Against such a dismal backdrop, Labour finds itself in a deeply invidious position. It is possible that a judicial review of the Epping case in the autumn may overturn Mr Justice Eyre’s ruling. Failing that, the government is likely to need alternative forms of accommodation for thousands of refugees far sooner than it intended, having already pledged to end the use of hotels by 2029.
Relying on private contractors to move more asylum seekers into flats and houses, in an already overheated rental sector, will create its own tensions. The memory of the notorious Manston holding centre – now the subject of an independent inquiry into allegations of overcrowding, abuse and misconduct – should act as a cautionary tale amid rightwing calls for “detention camps”.
As a first strategic step, Labour should activate coming break clauses with the three main private providers that governments have relied upon. The successful integration of asylum seekers into communities requires a level of public planning and local investment that has been woefully absent.

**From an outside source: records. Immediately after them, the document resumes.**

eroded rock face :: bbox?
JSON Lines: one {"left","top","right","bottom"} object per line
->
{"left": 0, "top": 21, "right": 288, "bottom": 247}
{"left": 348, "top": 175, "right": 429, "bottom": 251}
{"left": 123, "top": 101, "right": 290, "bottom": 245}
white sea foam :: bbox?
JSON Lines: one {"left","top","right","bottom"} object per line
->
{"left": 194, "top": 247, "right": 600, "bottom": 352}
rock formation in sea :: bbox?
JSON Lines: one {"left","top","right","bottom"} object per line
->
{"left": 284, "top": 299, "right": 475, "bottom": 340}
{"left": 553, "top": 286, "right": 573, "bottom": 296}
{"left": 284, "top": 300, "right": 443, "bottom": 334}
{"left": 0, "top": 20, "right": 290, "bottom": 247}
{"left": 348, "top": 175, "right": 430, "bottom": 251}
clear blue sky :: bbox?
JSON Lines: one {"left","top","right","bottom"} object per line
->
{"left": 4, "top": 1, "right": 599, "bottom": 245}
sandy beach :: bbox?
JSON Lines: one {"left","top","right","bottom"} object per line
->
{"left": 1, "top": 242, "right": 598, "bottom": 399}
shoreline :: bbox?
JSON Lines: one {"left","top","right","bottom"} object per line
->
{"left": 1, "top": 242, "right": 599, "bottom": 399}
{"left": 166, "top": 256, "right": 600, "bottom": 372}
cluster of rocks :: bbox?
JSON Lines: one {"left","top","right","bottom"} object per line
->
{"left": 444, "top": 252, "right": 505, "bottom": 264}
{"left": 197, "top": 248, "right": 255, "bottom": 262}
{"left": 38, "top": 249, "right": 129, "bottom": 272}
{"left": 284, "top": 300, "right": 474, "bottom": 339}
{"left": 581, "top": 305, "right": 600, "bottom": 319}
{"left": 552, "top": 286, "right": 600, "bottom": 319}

Epping must be the catalyst for a new settlement with affected councils, involving a far more collaborative approach and a considerably more engaged state.
Most importantly, perhaps, ministers must begin to make an unabashed moral case for compassion towards vulnerable and exposed human beings. Mr Justice Eyre’s unanticipated decision, made on the grounds of preventing further disruptive demonstrations in Epping, will have the likely effect of amplifying protests elsewhere. Among a significant minority of the population, refugees are increasingly being treated as a pariah group, undeserving of empathy and assistance. That is not how the majority of Britons think. In testing times, Labour needs to speak more loudly on their behalf and trust its own better instincts.